Scraping Yahoo Results

Thursday, 1 January 2009

Hoya!

Simple little script for ya here. This scraper basicaly pulls all the data it can for your given keyword.

Returns the amount of results, suggested keywords and 1st 10 results (broken into title, blurb and url).

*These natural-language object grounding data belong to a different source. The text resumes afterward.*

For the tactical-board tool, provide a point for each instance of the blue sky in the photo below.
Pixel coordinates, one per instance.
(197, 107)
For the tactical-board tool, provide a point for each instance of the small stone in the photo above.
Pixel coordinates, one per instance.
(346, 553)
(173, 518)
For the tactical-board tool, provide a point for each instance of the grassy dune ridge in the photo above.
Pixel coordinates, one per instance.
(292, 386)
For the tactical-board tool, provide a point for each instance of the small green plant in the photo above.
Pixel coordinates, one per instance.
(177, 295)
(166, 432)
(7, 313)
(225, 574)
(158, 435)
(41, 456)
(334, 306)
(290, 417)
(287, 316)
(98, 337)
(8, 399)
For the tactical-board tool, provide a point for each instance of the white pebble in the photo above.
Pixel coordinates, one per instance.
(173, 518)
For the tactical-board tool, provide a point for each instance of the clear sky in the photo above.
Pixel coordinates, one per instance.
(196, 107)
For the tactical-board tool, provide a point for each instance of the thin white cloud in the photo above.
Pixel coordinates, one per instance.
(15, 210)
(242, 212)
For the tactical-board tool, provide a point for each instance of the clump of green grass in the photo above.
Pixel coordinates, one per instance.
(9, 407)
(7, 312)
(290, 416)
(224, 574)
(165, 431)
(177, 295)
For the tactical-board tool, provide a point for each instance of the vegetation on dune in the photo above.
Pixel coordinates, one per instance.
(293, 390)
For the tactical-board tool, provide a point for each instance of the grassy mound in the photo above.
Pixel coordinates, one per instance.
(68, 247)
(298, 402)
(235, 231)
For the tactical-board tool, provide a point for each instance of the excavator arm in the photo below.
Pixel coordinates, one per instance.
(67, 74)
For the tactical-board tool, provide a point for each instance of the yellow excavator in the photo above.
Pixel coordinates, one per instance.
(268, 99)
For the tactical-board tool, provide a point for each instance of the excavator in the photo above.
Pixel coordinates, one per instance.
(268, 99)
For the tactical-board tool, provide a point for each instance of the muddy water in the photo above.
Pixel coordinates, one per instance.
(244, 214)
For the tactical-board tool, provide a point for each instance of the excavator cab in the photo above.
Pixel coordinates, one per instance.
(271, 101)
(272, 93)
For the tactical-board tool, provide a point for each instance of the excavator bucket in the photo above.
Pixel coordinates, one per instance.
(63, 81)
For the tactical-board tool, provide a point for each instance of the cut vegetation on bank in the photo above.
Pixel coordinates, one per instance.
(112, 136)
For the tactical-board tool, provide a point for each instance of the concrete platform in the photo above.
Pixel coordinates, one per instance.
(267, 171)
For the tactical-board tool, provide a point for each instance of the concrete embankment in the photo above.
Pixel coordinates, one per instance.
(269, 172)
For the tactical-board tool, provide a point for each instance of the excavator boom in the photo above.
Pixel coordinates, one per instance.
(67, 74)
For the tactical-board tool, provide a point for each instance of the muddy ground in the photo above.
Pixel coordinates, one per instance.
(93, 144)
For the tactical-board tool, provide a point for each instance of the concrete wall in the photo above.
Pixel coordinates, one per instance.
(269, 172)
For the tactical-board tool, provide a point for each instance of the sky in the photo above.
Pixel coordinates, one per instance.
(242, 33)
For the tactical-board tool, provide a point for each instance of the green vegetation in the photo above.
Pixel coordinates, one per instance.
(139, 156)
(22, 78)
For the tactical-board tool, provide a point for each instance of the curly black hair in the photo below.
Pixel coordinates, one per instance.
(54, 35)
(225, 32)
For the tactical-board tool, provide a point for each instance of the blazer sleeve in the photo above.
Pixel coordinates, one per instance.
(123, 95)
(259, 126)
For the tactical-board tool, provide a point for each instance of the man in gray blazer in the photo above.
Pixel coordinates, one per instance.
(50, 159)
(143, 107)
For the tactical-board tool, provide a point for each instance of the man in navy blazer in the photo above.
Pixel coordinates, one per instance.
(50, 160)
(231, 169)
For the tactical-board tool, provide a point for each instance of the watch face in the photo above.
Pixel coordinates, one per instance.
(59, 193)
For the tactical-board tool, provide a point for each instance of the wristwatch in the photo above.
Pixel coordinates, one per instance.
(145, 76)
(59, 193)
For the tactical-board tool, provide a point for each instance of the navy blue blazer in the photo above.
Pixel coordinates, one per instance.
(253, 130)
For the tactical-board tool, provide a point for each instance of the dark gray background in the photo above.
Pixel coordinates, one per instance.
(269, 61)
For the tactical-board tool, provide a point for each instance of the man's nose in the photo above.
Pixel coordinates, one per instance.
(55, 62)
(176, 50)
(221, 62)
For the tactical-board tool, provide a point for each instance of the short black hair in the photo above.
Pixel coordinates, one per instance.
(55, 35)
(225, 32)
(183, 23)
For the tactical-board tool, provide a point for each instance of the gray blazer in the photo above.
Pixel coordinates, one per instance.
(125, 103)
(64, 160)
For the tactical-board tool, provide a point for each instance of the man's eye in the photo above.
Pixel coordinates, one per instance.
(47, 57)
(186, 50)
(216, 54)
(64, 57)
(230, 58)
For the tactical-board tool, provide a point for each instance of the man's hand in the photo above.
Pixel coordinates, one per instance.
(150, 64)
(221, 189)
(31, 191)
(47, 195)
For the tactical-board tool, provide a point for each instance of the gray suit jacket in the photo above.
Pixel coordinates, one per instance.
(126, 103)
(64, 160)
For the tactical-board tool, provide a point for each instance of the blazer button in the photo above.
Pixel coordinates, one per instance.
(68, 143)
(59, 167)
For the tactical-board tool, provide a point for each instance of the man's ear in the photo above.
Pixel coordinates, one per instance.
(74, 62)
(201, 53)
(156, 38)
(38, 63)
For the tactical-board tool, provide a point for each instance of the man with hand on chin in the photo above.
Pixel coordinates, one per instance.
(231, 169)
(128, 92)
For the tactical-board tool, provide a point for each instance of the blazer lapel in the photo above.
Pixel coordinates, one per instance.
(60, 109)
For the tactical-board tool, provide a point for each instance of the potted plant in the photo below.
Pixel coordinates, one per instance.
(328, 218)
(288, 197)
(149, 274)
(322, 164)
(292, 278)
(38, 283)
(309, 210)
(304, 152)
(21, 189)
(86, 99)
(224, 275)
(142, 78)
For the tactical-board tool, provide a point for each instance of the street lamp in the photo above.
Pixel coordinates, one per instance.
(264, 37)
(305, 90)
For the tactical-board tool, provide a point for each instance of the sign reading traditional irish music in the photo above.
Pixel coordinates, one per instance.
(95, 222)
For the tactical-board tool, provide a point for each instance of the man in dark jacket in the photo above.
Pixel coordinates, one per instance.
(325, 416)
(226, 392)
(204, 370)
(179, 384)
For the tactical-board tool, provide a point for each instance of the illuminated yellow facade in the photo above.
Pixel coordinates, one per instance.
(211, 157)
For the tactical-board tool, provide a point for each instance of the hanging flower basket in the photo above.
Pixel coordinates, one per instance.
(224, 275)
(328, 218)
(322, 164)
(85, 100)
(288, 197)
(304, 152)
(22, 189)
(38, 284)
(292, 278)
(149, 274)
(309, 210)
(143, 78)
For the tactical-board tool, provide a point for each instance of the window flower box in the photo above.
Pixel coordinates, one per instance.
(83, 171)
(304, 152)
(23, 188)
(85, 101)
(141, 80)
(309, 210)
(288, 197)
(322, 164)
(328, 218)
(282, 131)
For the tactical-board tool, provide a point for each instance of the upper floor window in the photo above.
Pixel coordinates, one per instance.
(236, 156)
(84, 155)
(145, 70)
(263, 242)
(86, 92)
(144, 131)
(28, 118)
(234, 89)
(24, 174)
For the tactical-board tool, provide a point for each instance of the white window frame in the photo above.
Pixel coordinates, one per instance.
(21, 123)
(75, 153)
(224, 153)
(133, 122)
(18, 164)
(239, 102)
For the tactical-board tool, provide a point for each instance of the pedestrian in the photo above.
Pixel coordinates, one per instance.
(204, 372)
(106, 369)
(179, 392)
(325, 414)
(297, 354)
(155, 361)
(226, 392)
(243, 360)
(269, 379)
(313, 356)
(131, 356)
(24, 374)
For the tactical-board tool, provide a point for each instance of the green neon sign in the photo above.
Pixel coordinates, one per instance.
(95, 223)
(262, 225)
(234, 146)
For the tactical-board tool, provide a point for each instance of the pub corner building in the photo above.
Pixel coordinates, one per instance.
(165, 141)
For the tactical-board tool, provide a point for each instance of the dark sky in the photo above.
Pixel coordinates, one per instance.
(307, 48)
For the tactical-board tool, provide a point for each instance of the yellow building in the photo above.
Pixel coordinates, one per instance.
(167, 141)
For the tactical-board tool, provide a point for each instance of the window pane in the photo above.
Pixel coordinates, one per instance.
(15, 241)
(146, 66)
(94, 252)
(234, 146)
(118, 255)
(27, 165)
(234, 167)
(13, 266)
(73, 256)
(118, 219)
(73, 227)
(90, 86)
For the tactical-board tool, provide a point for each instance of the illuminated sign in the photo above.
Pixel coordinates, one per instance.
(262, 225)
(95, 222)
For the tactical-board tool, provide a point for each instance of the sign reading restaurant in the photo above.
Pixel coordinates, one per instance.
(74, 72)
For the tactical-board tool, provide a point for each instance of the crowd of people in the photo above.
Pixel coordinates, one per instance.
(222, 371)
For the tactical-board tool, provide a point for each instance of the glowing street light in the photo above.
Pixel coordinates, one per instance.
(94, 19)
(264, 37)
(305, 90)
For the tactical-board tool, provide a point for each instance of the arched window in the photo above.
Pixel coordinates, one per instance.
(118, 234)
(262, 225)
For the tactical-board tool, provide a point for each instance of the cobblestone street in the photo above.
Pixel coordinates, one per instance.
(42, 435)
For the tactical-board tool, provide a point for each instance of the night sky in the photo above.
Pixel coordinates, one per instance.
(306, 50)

I suggest you run this in a development only enviroment (Wampserver is a great suggestion for windows users new to PHP and wanting to play around with scripts!)

The Code:
<?php
# config
$yah_search = 'http://search.yahoo.com/search?ei=UTF-8&fr=yfp-t-802&rs=more&rs=all&p=';
$ua = 'Mozilla/5.0 (Windows; U; Windows NT 5.1; en-US; rv:1.8.1.11) Gecko/20071127 Firefox/2.0.0.11';

$keyword = 'poker';

# Load the page
$yahoo_data = $yah_search.urlencode($keyword);
$ch = curl_init();
curl_setopt($ch, CURLOPT_URL, $yahoo_data);
curl_setopt($ch, CURLOPT_RETURNTRANSFER, true);
curl_setopt($ch, CURLOPT_USERAGENT, $ua);
$yahoo_data = curl_exec($ch);
curl_close($ch);

# Get the search results total
preg_match_all("#1 - 10 of (.+?) for #", $yahoo_data, $yah_total);
foreach($yah_total[1] as $key=>$val):
$total.= $val;
endforeach;

# Get the suggested keywords
preg_match_all("#=rs-top\">(.+?)<\/a>,<\/li>#", $yahoo_data, $yah_keywords);
foreach($yah_keywords[1] as $key=>$val):
$keywords.= strip_tags($val).'<br />';
endforeach;

# Get the 1st 10 results
preg_match_all("#<h3><a class=\"yschttl\" (.+?) >(.+?)<\/h3>#", $yahoo_data, $title);
preg_match_all("#<div class=\"abstr\">(.+?)<\/div>#", $yahoo_data, $rs);
preg_match_all("#<span class=url>(.+?)<\/span>#", $yahoo_data, $urls);
foreach($title[2] as $key => $none):
$res.= '<b>'.strip_tags($title[2][$key]).'</b><br />'
.wordwrap(strip_tags($rs[1][$key])).'<br />'
.strip_tags($urls[1][$key])."<br /><br />\n";
endforeach;

# Output it all!
echo'<pre><scraped>';
echo $total.' Results<br /><br />';
echo'<b>Suggested Keywords</b>:<br />'. $keywords.'<br />';
echo $res;
echo'</scraped></pre>';

Really simple!

Maybe too simple? What if you want more than 10 results?To show 100 results, simply look for 1st line:

$yah_search = 'http://search.yahoo.com/search?ei=UTF-8&fr=yfp-t-802&rs=more&rs=all&p=';

And change it to:

$yah_search = 'http://search.yahoo.com/search?n=100&ei=UTF-8&va_vt=any&vo_vt=any&ve_vt=any&vp_vt=any&vd=all&vst=0&vf=all&vm=p&fl=0&fr=sfp&p=';

Maybe you want the urls to become hyperlinks?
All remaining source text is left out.